High-affinity IgE receptor (FcɛRI) cross-linking on mast cells (MCs) induces secretion of preformed allergy mediators (degranulation) and synthesis of lipid mediators and cytokines. Degranulation produces many symptoms of immediate-type allergic reactions and is modulated by adhesion to surfaces coated with specific extracellular matrix (ECM) proteins. The signals involved in this modulation are mostly unknown and their contribution to allergic reactions in vivo is unclear. Here we report the generation of monoclonal antibodies that potently suppress FcɛRI-induced degranulation, but not leukotriene synthesis. We identified the antibody target as the tetraspanin CD63. Tetraspanins are membrane molecules that form multimolecular complexes with a broad array of molecules including ECM protein-binding β integrins.

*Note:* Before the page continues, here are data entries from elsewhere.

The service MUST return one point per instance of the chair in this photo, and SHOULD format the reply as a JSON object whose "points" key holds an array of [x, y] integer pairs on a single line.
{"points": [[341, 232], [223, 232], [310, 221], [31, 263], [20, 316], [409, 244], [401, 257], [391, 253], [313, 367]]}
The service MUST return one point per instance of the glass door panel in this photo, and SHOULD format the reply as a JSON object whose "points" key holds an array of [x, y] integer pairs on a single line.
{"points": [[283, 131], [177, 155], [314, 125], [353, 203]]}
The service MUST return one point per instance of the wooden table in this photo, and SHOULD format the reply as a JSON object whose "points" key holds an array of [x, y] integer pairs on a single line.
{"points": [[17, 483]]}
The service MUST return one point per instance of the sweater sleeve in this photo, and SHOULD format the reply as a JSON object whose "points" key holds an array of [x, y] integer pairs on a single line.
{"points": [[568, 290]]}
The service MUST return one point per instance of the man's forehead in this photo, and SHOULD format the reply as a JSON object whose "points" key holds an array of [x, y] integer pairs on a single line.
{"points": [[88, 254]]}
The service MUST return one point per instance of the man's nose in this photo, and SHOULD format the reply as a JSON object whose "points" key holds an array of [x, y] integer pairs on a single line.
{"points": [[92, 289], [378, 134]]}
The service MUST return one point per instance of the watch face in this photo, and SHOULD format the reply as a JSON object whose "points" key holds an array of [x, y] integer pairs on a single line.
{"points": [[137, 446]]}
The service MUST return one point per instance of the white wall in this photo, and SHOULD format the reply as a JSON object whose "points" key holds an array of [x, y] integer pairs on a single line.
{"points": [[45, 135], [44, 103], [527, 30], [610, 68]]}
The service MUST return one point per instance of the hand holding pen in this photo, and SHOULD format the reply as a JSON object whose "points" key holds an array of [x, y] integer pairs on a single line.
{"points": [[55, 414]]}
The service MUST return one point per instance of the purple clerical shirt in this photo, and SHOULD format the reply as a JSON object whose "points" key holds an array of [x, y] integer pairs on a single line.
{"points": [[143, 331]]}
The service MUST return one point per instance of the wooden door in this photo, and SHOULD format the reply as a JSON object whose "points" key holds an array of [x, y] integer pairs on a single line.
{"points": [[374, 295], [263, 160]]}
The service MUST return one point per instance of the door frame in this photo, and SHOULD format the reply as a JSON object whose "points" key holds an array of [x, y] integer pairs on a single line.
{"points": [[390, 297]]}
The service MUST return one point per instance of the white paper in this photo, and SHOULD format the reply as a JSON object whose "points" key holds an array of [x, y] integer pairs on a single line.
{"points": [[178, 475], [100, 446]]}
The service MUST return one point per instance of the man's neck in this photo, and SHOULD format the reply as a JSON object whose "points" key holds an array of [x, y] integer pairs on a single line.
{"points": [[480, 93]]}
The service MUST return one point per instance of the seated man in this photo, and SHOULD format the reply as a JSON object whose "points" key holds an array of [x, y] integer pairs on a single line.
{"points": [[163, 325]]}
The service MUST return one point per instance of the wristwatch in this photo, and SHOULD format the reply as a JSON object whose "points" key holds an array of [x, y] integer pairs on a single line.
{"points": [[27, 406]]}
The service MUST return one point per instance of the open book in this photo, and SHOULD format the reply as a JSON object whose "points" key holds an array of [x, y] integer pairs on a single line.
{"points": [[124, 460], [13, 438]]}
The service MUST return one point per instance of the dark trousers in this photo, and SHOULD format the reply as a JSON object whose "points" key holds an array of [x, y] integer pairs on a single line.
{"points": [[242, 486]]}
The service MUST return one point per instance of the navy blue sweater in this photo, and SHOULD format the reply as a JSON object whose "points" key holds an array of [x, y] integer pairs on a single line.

We found that anti-CD63 inhibits MC adhesion to fibronectin and vitronectin. Furthermore, anti-CD63 inhibits FcɛRI-mediated degranulation in cells adherent to those ECM proteins but not in nonadherent cells. Thus the inhibition of degranulation by anti-CD63 correlates with its effect on adhesion. In support of a mechanistic linkage between the two types of inhibition, anti-CD63 had no effect on FcɛRI-induced global tyrosine phosphorylation and calcium mobilization but impaired the Gab2–PI3K pathway that is known to be essential for both degranulation and adhesion. Finally, we showed that these antibodies inhibited FcɛRI-mediated allergic reactions in vivo. These properties raise the possibility that anti-CD63 could be used as therapeutic agents in MC-dependent diseases.